In his statement, Cardinal O’Malley said of the five victims, “We will never forget them. Each of their lives was a unique expression of love, concern for others, and courage. They will remain in our prayers as will their loved ones who continue to mourn their loss.”
Boston’s cardinal said that the season of Easter is a reminder “that in the midst of the darkness of this tragedy we turn to the light of Jesus Christ. We put our faith and trust in the Lord despite the senseless violence of that day.”
He said those who were injured “have inspired us with their courage and determination to not let hate deter them from living their lives.” Some of them continue to run the marathon each year.
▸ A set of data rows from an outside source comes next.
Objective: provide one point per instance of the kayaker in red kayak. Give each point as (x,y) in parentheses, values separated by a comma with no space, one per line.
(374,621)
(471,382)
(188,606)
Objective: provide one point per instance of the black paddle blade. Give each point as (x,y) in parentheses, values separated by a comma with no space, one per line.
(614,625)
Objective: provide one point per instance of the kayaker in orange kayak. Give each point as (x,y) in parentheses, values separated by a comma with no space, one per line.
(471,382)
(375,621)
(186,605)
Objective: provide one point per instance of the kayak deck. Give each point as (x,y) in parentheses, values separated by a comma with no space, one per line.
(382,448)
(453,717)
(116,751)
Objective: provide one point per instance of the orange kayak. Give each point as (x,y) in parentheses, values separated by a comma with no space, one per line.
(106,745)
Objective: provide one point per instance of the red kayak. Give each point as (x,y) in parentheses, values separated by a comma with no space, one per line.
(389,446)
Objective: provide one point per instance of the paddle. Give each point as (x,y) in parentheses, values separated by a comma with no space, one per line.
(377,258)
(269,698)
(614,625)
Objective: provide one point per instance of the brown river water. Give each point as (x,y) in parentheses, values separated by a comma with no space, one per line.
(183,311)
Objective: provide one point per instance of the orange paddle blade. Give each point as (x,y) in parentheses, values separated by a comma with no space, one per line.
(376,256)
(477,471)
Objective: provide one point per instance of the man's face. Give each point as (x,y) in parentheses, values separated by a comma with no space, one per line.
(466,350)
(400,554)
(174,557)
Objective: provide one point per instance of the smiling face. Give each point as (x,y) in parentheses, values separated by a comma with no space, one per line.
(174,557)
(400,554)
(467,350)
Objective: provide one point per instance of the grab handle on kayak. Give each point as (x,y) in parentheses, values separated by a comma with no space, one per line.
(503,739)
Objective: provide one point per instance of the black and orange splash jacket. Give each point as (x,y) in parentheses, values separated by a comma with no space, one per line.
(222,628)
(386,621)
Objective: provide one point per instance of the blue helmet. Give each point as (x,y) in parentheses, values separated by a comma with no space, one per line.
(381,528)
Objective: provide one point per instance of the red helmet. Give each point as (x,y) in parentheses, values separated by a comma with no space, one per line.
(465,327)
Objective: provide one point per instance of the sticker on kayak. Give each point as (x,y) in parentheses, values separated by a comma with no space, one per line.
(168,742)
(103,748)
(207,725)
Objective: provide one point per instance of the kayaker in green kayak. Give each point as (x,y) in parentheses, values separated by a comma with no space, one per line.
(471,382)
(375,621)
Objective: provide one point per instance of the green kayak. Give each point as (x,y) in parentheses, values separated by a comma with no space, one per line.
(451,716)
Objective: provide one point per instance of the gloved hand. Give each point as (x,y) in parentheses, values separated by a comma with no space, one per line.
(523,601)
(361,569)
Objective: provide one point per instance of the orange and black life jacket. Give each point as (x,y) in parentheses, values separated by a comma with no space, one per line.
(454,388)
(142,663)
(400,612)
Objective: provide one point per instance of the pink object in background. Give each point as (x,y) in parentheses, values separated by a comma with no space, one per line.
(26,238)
Cardinal O’Malley called this “a sign of hope and the resiliency of the human spirit.”
He also expressed gratitude to the first responders, “who selflessly charged into danger to rescue the injured and bring aid and comfort to all who were impacted. They exemplified the best of humanity.”
The cardinal noted the “increasingly senseless violent acts” taking place in the world, claiming the lives of innocent people, including children. He called upon leaders to “demonstrate the courage to find consensus and enact policies” for gun safety and mental health programs, “to save lives and address the underlying causes of this violence.”
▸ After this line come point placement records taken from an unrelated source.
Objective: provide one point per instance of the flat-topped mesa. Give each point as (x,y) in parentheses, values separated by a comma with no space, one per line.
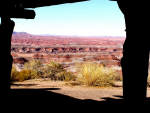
(68,49)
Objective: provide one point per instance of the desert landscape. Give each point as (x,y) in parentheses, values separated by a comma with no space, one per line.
(68,52)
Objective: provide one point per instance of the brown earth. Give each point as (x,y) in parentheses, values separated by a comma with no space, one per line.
(78,92)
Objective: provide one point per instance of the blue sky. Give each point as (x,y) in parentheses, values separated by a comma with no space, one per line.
(92,18)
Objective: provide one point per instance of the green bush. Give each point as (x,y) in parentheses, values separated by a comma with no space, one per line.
(92,74)
(51,69)
(65,76)
(36,68)
(14,74)
(21,76)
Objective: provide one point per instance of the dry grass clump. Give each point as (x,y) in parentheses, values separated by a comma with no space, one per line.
(35,69)
(92,74)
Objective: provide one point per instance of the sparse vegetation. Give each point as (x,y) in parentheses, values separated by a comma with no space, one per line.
(35,69)
(22,75)
(92,74)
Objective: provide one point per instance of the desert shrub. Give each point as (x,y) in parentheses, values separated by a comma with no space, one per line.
(14,74)
(52,69)
(65,76)
(92,74)
(36,68)
(22,75)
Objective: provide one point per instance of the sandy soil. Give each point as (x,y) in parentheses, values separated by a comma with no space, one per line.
(79,92)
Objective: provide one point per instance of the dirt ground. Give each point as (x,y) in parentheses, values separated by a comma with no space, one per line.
(79,92)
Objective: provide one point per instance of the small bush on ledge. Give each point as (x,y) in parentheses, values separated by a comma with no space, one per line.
(92,74)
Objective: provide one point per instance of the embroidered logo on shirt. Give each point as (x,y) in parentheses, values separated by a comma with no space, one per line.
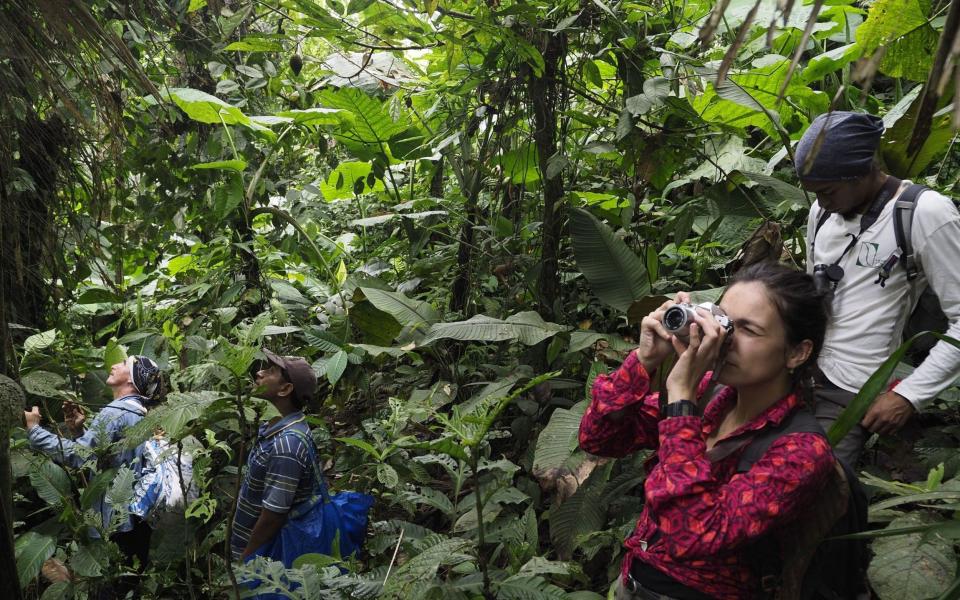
(868,255)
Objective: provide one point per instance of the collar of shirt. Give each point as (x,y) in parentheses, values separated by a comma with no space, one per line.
(727,397)
(270,428)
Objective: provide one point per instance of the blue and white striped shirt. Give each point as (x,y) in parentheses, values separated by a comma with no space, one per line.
(279,476)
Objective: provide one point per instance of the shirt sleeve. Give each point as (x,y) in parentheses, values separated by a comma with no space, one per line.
(937,246)
(74,453)
(811,234)
(623,413)
(286,465)
(699,516)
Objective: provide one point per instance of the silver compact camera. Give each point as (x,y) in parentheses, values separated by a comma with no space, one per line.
(678,317)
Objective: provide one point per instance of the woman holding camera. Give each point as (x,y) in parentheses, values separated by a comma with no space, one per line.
(701,515)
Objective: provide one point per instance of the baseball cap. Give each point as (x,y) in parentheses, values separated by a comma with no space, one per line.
(298,372)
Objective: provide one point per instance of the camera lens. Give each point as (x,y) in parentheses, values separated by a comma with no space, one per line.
(674,318)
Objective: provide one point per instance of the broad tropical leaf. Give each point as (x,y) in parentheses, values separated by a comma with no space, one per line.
(559,439)
(51,483)
(912,566)
(616,275)
(528,328)
(875,385)
(32,549)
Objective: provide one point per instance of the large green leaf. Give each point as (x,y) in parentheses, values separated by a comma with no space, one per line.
(581,513)
(526,327)
(911,566)
(875,385)
(616,275)
(350,179)
(336,365)
(559,439)
(202,107)
(173,416)
(523,586)
(372,126)
(903,29)
(91,560)
(899,122)
(39,341)
(120,493)
(32,549)
(521,165)
(407,312)
(431,553)
(43,383)
(51,483)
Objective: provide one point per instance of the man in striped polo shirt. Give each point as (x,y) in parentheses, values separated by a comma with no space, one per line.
(279,474)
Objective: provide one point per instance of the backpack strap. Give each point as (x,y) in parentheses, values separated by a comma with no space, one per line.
(320,489)
(903,211)
(798,421)
(765,554)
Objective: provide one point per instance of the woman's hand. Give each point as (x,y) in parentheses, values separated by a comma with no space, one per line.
(696,358)
(655,341)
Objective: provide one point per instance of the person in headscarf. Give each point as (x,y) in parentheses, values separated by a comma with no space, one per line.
(852,248)
(136,386)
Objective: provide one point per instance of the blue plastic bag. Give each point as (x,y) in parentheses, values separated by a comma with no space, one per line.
(332,525)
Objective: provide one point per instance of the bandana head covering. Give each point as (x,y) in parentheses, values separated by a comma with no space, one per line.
(838,145)
(297,371)
(145,375)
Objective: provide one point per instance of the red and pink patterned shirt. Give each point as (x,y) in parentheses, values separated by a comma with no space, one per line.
(706,512)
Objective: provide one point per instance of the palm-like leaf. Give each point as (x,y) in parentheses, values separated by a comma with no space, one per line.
(527,327)
(616,275)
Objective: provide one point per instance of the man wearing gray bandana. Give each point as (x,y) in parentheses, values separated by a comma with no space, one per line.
(852,248)
(135,384)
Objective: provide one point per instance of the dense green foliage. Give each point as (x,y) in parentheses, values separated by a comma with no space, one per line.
(457,211)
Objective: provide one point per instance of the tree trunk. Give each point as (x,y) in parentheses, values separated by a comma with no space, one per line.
(544,93)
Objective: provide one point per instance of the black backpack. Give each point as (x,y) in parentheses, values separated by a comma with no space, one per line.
(927,315)
(802,560)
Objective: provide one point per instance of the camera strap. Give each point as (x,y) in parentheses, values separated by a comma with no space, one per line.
(889,189)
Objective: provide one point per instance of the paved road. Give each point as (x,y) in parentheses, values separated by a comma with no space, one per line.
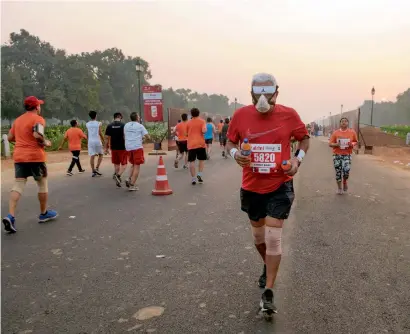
(346,264)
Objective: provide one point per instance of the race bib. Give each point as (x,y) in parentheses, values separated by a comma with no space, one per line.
(344,143)
(265,157)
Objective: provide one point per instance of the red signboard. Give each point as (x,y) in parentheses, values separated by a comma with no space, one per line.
(152,97)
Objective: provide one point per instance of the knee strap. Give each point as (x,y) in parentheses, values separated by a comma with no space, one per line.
(273,239)
(19,185)
(42,185)
(258,234)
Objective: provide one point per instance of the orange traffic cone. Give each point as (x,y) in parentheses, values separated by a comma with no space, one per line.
(161,183)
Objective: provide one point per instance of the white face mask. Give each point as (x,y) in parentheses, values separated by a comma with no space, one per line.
(263,105)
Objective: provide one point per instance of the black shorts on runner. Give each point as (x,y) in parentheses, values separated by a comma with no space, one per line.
(276,204)
(23,170)
(182,146)
(197,153)
(208,141)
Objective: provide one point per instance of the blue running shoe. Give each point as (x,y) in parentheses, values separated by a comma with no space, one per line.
(9,224)
(49,215)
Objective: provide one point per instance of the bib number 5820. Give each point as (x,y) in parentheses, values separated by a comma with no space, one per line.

“Each of us can contribute to these challenges through thoughtful consideration of how we talk to and about each other,” Cardinal O’Malley said.
He closed by quoting Pope Francis, who has said that “the more we feel our hearts are agitated, the more we sense we are nervous, impatient, angry inside, the more we need to ask the Lord for the Spirit of peace.” The pope added, “Let us also ask this for those who live next to us, for those we meet each day, and for the leaders of nations.”
“Let us honor the memory of Martin, Krystle, Lingzi, Sean and Dennis by asking the Lord for this gift of peace during these challenging days,” Cardinal O’Malley concluded.